Chronic kidney disease
CKD, a condition of reduced kidney function or kidney damage; affects about 13.6 % of the U.S. adult population and is expected to grow to 14.4 % by 2020 and 16.7 % by 2030. Combined with end-stage renal disease (ESRD); it results in high morbidity, mortality and health care costs.
According to the U.S. Renal Data System, among fee-for-service Medicare patients; total medical costs in 2016 exceeded $79 billion for CKD and another $35 billion for ESRD patients. However, CKD management is complex, involving multiple interventions to protect patient health and prevent kidney failure; such as lifestyle changes and/or medications that control hypertension, high cholesterol and diabetes.
In the study, Tummalapalli and her colleagues used the National Ambulatory Medical Care Survey; to review visits by CKD patients to office-based outpatient practices over a nine-year period. They reviewed blood pressure measurement, uncontrolled hypertension and uncontrolled diabetes; as well as the use of certain medications in patients with hypertension, statins if aged 50 years and older; and nonsteroidal anti-inflammatory drugs (NSAIDs).
Prevalence of uncontrolled hypertension
Overall, they assessed 7,099 visits for CKD patients.

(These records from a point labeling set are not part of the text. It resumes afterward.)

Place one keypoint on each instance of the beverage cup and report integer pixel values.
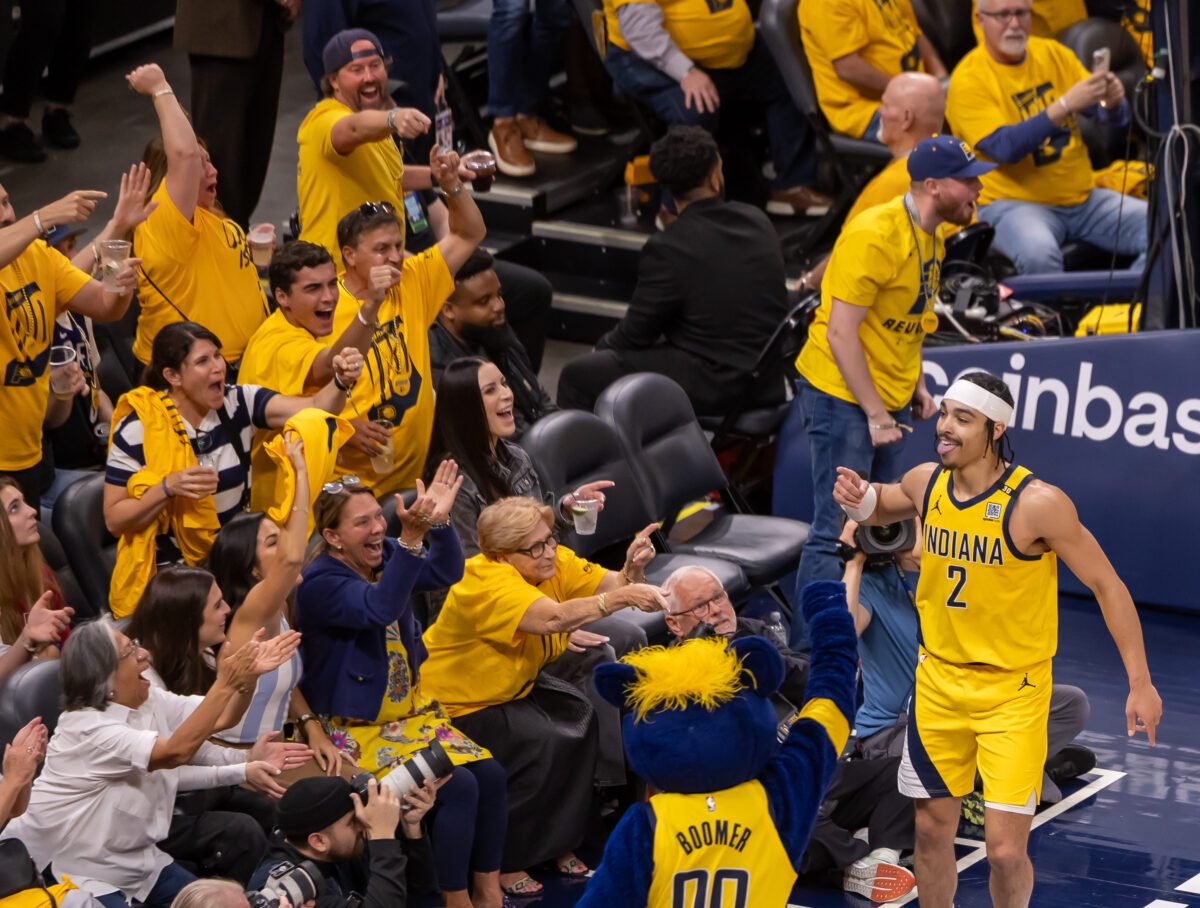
(383, 462)
(586, 513)
(261, 240)
(112, 254)
(483, 164)
(61, 374)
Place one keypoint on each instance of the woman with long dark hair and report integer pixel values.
(179, 462)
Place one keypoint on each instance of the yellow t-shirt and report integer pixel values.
(478, 656)
(714, 34)
(37, 286)
(883, 32)
(203, 266)
(397, 383)
(875, 264)
(277, 356)
(331, 185)
(985, 95)
(1049, 18)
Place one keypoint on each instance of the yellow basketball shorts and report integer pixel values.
(967, 716)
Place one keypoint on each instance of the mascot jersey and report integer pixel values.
(735, 809)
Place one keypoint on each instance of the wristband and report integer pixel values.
(864, 510)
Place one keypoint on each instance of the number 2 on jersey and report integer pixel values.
(959, 575)
(696, 895)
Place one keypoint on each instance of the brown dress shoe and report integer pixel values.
(511, 155)
(798, 200)
(539, 137)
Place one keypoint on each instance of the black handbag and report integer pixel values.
(18, 871)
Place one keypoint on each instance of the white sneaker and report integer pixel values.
(877, 879)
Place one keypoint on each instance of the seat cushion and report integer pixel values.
(765, 547)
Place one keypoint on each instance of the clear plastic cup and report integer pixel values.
(586, 512)
(383, 462)
(61, 374)
(112, 254)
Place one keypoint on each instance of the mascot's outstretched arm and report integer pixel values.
(797, 780)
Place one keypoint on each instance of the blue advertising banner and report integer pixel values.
(1114, 421)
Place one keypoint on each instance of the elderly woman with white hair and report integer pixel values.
(120, 752)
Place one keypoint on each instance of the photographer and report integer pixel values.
(347, 845)
(879, 560)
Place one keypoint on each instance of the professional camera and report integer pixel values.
(298, 882)
(425, 765)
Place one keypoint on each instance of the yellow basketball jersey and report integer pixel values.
(979, 600)
(718, 851)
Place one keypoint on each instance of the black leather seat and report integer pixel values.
(89, 548)
(570, 448)
(671, 455)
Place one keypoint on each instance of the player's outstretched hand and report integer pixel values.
(1144, 711)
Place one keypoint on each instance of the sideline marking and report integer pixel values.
(1101, 780)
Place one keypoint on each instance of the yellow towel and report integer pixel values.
(323, 436)
(193, 522)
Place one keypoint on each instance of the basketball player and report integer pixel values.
(988, 601)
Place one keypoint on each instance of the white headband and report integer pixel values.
(979, 398)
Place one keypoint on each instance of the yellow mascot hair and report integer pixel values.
(701, 671)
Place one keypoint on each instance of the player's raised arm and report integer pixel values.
(1054, 519)
(881, 503)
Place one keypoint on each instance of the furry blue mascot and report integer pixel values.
(733, 807)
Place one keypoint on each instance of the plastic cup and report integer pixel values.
(586, 513)
(61, 376)
(112, 254)
(383, 462)
(483, 164)
(261, 240)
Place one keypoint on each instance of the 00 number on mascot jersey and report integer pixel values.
(730, 888)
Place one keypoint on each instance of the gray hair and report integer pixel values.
(210, 894)
(678, 576)
(87, 666)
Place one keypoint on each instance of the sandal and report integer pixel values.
(525, 888)
(573, 867)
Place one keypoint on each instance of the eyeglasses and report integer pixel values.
(349, 481)
(703, 606)
(539, 548)
(1003, 16)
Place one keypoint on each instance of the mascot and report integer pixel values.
(732, 809)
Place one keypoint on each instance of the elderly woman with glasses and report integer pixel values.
(363, 656)
(103, 800)
(517, 609)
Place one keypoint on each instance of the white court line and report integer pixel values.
(1101, 780)
(1192, 885)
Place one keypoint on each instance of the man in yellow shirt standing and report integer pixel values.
(689, 58)
(1018, 98)
(853, 48)
(861, 366)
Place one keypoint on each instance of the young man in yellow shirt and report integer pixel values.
(688, 59)
(853, 48)
(1017, 98)
(861, 366)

No statistically significant difference was found in the prevalence of uncontrolled hypertension; over time: 46 %in 2006-2008 to 48 % in 2012-2014. They also found that 40 % of the patients had uncontrolled diabetes in 2012-2014.
NSAID use recorded in the medical record was low; averaging 3 % from 2006 to 2014. Statin use in CKD patients aged 50 years and older with high cholesterol was low; and statistically unchanged during the study period, from 29 % in 2006-2008 to 31 % in 2012-2014; despite guidelines for their use by the American College of Cardiology and the American Heart Association.

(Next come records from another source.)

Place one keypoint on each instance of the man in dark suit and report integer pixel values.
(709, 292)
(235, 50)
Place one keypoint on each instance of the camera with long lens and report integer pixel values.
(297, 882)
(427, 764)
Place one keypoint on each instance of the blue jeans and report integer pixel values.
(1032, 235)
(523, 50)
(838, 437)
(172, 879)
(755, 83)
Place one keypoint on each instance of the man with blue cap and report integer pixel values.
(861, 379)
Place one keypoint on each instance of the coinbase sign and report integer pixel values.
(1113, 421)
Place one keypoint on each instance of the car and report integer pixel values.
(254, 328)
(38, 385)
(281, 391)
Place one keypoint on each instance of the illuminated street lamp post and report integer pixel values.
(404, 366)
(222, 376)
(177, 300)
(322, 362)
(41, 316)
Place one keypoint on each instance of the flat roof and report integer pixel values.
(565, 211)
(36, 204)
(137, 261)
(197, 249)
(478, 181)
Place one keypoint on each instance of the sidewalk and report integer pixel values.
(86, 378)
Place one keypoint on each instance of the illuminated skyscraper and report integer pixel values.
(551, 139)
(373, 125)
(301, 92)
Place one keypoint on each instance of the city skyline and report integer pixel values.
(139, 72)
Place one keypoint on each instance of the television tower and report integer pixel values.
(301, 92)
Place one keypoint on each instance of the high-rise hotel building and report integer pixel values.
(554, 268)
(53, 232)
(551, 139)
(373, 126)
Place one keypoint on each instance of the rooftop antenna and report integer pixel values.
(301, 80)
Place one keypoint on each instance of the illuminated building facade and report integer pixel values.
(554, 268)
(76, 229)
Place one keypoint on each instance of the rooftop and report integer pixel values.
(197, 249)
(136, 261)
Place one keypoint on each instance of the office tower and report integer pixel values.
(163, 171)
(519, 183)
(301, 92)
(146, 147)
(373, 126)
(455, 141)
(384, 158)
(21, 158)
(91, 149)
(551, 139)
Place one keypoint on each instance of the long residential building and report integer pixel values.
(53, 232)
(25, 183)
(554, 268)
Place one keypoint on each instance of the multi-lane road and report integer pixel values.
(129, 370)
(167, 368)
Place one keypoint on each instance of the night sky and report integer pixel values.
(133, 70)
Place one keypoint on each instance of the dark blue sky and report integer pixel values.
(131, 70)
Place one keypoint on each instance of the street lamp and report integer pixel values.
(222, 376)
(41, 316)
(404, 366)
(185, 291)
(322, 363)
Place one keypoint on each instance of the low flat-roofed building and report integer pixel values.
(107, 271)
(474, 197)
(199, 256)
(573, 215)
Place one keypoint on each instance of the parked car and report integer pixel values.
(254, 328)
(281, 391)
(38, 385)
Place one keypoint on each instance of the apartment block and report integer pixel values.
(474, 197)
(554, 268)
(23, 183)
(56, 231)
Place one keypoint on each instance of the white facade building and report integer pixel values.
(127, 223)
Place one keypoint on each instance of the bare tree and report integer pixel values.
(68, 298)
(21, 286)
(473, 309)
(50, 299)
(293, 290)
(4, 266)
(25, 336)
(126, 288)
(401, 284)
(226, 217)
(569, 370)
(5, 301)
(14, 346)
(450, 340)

The researchers cited a lack of dedicated; specific quality metrics and insufficient knowledge of specific guidelines for the overall poor quality of CKD care. Low rates of nephrology referral may further drive decreased; adherence to quality indicators, they said, along with payment models and care delivery systems; that do not support population health-based interventions.
Efforts towards improved CKD
Most CKD is treat in primary care settings, so efforts towards improved CKD management; must involve primary care physicians as a central component of multi specialty care teams, Tummalapalli said, while addressing their limited time and competing demands.
“Chronic disease management in all patients, and particularly those with CKD; is essential to slow disease progression; and reduce the risk of kidney failure and cardiovascular events,” Tummalapalli said. “Improving the control of hypertension and diabetes is extremely challenging; and requires multifaceted efforts to deliver care more effectively and support lifestyle modification and medication adherence.